WASHINGTON – Millions of border-crossing but passport-less Canadians and Americans can relax until mid-2009 if, as now seems likely, the U.S. Congress delays imposing tough new entry rules for land and sea borders.
“If it is delayed, it’s a victory for diplomacy,” Public Safety Minister Stockwell Day said in Ottawa, crediting Prime Minister Stephen Harper for pushing the issue with U.S. President George W. Bush. “Mayors on both sides of the border, governors and premiers and elected people at all levels have been trying to impress upon the Americans to take another look at this and to delay it,” Mr. Day said.
Last week, Mr. Harper railed at the original timetable saying “this initiative threatens to divide” Canadians and Americans.

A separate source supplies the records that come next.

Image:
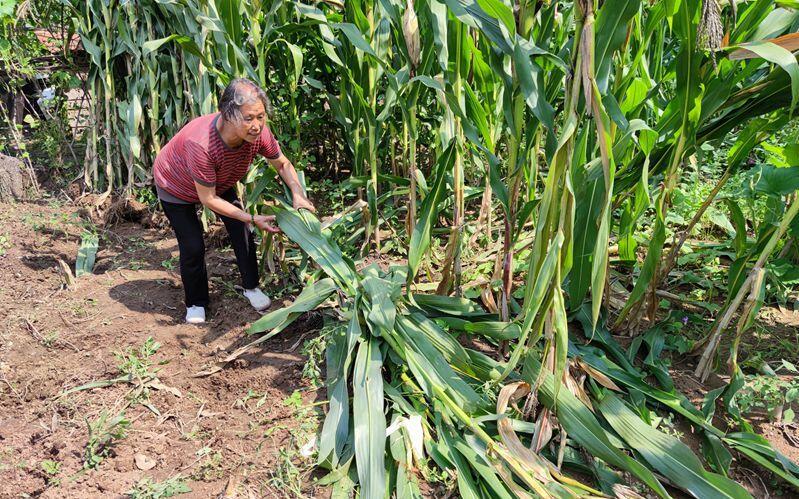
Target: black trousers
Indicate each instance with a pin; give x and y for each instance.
(189, 232)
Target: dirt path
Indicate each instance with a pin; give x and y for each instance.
(242, 426)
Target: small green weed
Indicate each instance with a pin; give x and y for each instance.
(146, 488)
(170, 262)
(104, 432)
(50, 339)
(137, 363)
(209, 468)
(314, 350)
(771, 393)
(5, 243)
(51, 469)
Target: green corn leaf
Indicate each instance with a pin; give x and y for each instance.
(583, 427)
(311, 297)
(784, 58)
(501, 331)
(651, 264)
(87, 252)
(369, 422)
(335, 430)
(667, 454)
(303, 228)
(420, 239)
(759, 450)
(448, 305)
(611, 30)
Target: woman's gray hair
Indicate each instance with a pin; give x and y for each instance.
(239, 92)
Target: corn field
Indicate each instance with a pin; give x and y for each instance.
(543, 142)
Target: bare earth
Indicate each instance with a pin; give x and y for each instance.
(208, 432)
(237, 433)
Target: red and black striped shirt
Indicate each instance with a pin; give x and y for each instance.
(198, 154)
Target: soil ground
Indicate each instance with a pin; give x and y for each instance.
(238, 430)
(237, 433)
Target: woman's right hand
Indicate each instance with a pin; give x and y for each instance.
(266, 222)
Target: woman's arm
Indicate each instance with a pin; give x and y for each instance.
(218, 205)
(289, 175)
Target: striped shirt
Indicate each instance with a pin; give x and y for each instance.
(198, 154)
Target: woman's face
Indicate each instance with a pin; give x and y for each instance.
(252, 121)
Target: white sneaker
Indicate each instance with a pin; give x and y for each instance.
(195, 314)
(257, 298)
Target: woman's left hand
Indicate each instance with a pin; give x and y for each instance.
(300, 202)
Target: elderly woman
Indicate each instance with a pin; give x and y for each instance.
(201, 164)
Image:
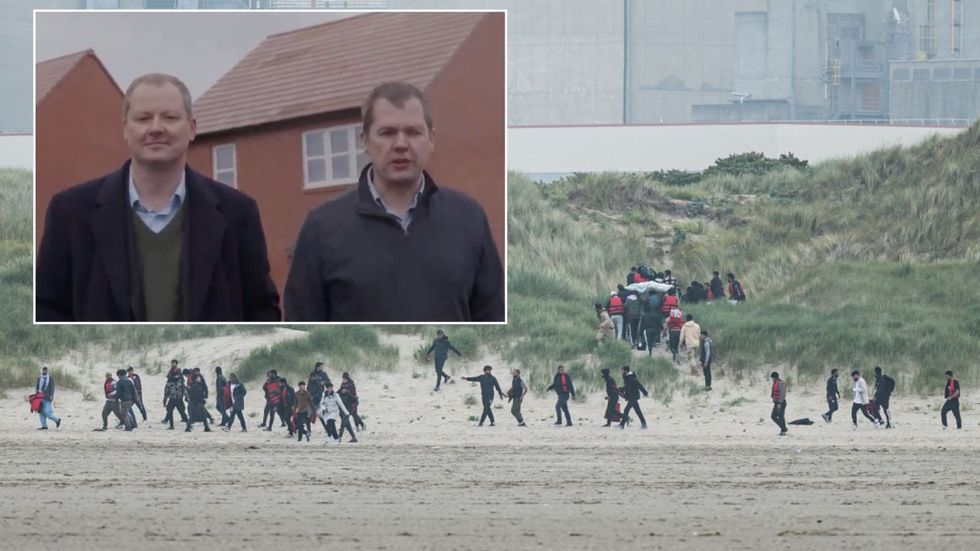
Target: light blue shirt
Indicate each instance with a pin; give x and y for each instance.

But in Washington, the most effective pressure for delay came from business lobbying groups, not the Canadian government. And it was Congress, not the Bush administration, that had to change the law.

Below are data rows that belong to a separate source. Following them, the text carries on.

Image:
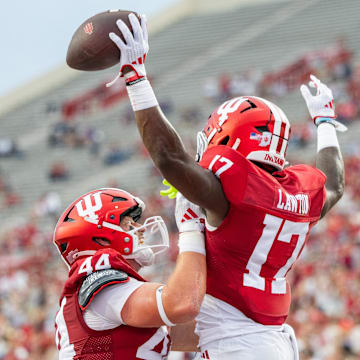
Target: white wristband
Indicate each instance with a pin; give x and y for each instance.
(193, 241)
(141, 95)
(160, 305)
(326, 136)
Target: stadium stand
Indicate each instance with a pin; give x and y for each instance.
(263, 38)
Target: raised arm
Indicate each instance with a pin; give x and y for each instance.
(328, 157)
(158, 135)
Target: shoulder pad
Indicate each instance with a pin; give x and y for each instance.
(96, 281)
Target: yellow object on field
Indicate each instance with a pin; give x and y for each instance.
(170, 192)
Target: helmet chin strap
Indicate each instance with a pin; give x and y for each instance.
(145, 257)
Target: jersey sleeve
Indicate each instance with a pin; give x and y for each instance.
(230, 167)
(104, 312)
(312, 181)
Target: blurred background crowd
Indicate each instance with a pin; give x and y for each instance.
(89, 140)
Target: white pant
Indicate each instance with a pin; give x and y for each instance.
(269, 345)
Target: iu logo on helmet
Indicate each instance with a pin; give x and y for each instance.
(89, 28)
(90, 208)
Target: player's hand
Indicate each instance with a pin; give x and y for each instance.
(134, 49)
(189, 217)
(321, 105)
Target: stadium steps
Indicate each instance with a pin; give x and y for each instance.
(224, 42)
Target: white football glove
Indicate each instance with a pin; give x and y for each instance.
(134, 51)
(189, 217)
(321, 106)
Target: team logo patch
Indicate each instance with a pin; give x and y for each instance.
(263, 139)
(89, 28)
(92, 204)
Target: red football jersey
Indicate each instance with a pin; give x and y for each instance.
(75, 340)
(264, 232)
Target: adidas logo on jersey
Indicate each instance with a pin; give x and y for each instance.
(298, 203)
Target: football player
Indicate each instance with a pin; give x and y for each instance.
(258, 213)
(107, 310)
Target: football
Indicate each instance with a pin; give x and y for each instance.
(90, 47)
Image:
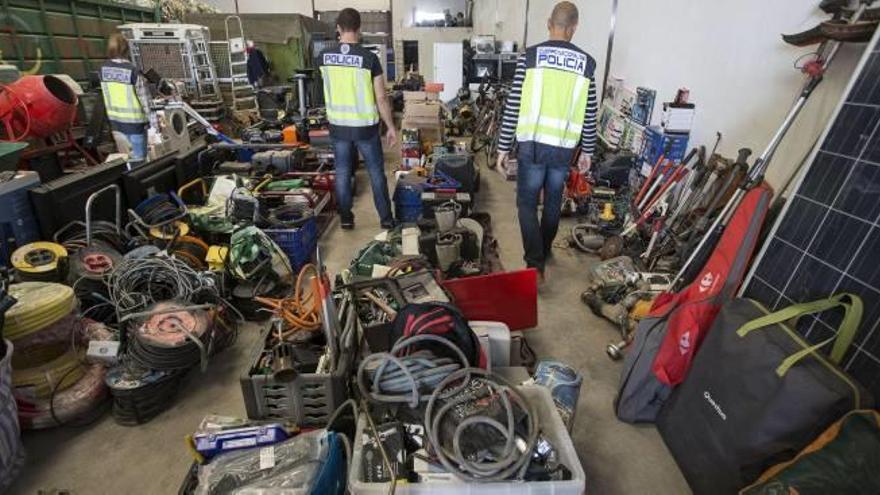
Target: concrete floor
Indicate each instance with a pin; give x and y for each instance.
(618, 458)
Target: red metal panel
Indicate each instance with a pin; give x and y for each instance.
(508, 297)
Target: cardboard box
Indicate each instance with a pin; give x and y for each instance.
(422, 110)
(420, 96)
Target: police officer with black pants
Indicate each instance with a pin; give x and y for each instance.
(354, 94)
(126, 101)
(551, 111)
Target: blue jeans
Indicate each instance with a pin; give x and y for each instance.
(138, 142)
(531, 178)
(371, 150)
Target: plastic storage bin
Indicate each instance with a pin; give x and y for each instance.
(18, 224)
(551, 426)
(308, 400)
(298, 244)
(656, 143)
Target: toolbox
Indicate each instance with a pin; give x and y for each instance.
(308, 400)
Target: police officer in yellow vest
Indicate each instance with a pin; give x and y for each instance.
(126, 100)
(551, 112)
(354, 94)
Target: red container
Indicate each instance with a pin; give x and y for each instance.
(36, 106)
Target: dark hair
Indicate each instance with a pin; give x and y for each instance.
(349, 20)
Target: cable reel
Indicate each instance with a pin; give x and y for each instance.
(40, 262)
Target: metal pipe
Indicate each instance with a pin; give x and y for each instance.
(756, 174)
(610, 46)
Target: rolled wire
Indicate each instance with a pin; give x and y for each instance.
(512, 461)
(302, 310)
(405, 379)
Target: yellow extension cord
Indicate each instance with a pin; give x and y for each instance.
(39, 305)
(39, 381)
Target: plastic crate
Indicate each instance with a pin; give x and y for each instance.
(298, 244)
(656, 143)
(551, 426)
(309, 400)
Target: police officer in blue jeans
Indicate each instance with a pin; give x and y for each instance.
(354, 94)
(551, 111)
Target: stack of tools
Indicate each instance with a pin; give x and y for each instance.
(53, 384)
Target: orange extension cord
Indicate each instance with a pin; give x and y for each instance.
(302, 310)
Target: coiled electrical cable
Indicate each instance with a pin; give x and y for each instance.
(140, 395)
(38, 375)
(137, 283)
(39, 305)
(302, 310)
(407, 378)
(290, 215)
(406, 264)
(509, 460)
(173, 337)
(159, 209)
(73, 236)
(191, 250)
(64, 406)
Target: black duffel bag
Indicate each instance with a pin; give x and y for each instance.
(756, 394)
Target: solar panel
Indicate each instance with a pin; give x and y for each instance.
(827, 239)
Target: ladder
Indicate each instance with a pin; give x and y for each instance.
(243, 96)
(204, 75)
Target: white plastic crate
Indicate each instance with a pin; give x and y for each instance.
(551, 426)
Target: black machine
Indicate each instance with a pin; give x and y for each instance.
(149, 179)
(61, 201)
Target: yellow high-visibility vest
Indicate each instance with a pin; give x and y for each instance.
(348, 91)
(554, 98)
(120, 97)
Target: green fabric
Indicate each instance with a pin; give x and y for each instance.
(846, 332)
(848, 463)
(286, 59)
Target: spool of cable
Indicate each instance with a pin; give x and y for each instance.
(140, 395)
(94, 262)
(40, 262)
(39, 305)
(172, 338)
(40, 380)
(65, 406)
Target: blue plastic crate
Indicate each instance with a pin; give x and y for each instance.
(657, 142)
(298, 244)
(408, 202)
(18, 224)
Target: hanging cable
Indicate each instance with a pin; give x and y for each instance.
(302, 310)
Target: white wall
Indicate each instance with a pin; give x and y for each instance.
(403, 29)
(303, 7)
(740, 73)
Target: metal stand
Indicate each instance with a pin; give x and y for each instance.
(756, 173)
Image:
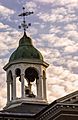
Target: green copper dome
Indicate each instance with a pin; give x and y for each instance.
(25, 50)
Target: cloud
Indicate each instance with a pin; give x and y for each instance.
(31, 6)
(4, 11)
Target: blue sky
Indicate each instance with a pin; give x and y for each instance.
(54, 32)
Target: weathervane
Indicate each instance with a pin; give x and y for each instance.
(24, 25)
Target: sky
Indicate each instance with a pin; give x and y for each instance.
(54, 32)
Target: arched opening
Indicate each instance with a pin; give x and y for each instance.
(18, 82)
(44, 84)
(10, 86)
(31, 75)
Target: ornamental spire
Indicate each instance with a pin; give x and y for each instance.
(24, 25)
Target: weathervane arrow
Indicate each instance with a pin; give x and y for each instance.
(24, 25)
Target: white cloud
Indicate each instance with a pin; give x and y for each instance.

A vote, expected today or tomorrow, would push back to June of 2009 a deadline requiring Canadian visitors and returning Americans to have passports. Mr. Bush has said he won’t veto the delay.
However, the precise wording of the proposed legislation remained unclear last night, and at least one lobbyist working feverishly to have the delay included said there were fears the Republican leadership in the House of Representatives might strip that clause out before a vote.

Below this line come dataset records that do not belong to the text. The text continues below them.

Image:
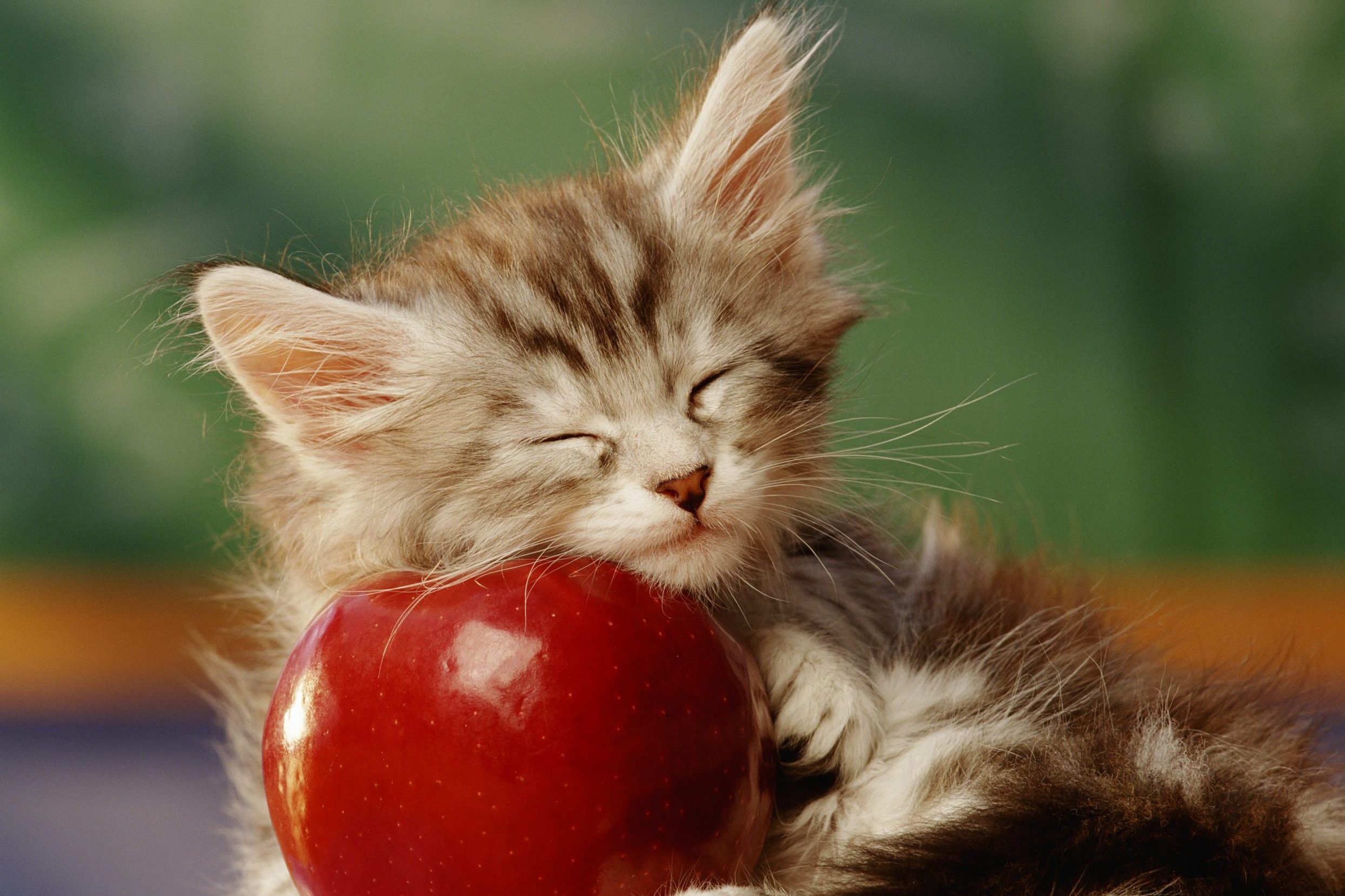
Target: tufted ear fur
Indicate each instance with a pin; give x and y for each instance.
(732, 152)
(314, 365)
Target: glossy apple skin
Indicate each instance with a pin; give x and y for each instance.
(533, 731)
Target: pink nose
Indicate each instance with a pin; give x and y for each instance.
(688, 492)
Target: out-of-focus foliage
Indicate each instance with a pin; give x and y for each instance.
(1137, 202)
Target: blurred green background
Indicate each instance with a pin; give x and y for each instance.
(1137, 202)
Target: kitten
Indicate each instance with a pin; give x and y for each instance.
(634, 366)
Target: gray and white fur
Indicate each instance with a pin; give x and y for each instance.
(634, 366)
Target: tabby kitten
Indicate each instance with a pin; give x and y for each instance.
(634, 366)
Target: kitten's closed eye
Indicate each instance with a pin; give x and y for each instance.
(699, 399)
(564, 437)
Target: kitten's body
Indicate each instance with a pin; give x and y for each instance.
(532, 379)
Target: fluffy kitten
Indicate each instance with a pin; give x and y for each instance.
(634, 366)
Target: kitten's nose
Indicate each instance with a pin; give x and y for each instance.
(688, 492)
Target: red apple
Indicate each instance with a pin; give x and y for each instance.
(538, 730)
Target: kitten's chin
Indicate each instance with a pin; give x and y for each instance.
(692, 564)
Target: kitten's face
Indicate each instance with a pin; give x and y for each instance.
(615, 387)
(630, 367)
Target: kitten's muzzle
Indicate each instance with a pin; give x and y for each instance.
(688, 492)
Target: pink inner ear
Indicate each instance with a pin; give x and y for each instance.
(315, 381)
(758, 175)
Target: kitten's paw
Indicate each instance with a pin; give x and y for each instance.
(822, 704)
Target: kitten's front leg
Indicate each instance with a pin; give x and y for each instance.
(822, 702)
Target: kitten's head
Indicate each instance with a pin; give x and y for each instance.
(628, 366)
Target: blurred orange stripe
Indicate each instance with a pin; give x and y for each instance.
(111, 641)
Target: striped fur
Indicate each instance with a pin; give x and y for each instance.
(519, 382)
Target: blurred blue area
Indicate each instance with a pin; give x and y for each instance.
(112, 808)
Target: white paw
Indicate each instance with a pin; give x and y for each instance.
(822, 704)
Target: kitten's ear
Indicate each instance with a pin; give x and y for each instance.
(733, 150)
(307, 359)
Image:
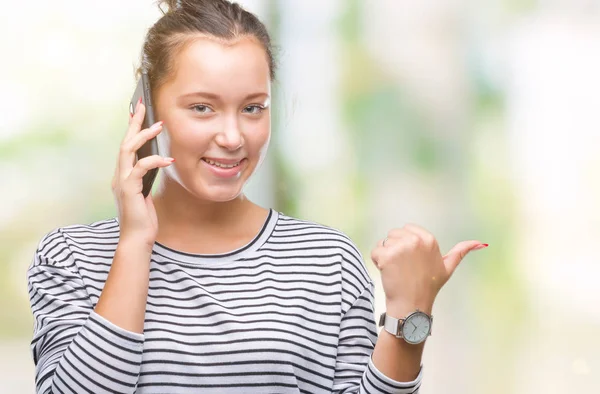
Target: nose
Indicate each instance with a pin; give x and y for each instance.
(230, 137)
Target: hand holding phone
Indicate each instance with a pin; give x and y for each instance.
(151, 146)
(131, 184)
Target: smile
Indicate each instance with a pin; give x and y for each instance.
(221, 165)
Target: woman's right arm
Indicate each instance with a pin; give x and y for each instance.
(78, 348)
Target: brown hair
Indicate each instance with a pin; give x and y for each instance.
(184, 19)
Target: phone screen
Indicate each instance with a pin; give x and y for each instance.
(150, 147)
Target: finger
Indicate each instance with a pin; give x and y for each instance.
(378, 255)
(453, 258)
(144, 136)
(422, 233)
(135, 125)
(148, 163)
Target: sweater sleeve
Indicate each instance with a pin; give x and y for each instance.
(355, 371)
(74, 349)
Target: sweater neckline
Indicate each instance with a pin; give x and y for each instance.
(164, 253)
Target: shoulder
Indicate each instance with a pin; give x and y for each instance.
(299, 233)
(56, 246)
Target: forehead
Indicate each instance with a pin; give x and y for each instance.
(234, 68)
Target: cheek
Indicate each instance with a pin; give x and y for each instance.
(258, 140)
(190, 137)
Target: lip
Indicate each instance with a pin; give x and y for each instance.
(225, 172)
(224, 161)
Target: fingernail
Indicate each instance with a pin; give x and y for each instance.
(156, 125)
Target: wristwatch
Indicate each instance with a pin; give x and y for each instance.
(414, 328)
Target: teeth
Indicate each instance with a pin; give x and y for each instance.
(216, 164)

If the delay provision survives, it will buy both governments time to sort out an issue that threatens to create chaos at land crossings and has the potential to turn into a nasty bilateral spat.
“It’s a positive first step,” said Scotty Greenwood, executive director of the Canadian-American Business Council, which has played a pivotal role in lobbying Congress to re-consider the deadlines contained in its 2004 law setting out a Western Hemisphere Travel Initiative. “But we shouldn’t mistake that the issue has been solved,” even if there is a delay, she said.
The original law — passed in the wake of the Sept. 11, 2001, terrorist attacks and in response to a widespread perception that U.S. border security was too lax — seemingly ended decades of casual crossing of the border by Americans and Canadians who often flashed nothing more than a driver’s licence.
That era may not be entirely dead.
Yesterday, with uncertainty about the delay still unresolved, Homeland Security Secretary Michael Chertoff offered another glimmer of hope to groups on both sides of the border who want an upgraded drivers licence that would establish citizenship. He told a House of Representatives committee that he was willing to discuss a pilot project with Washington state and British Columbia.
“Our intent is not to insist on a passport, but . . . something that’s equivalent to a passport in terms of verifying citizenship,” he said. “We’re obviously open to different solutions.”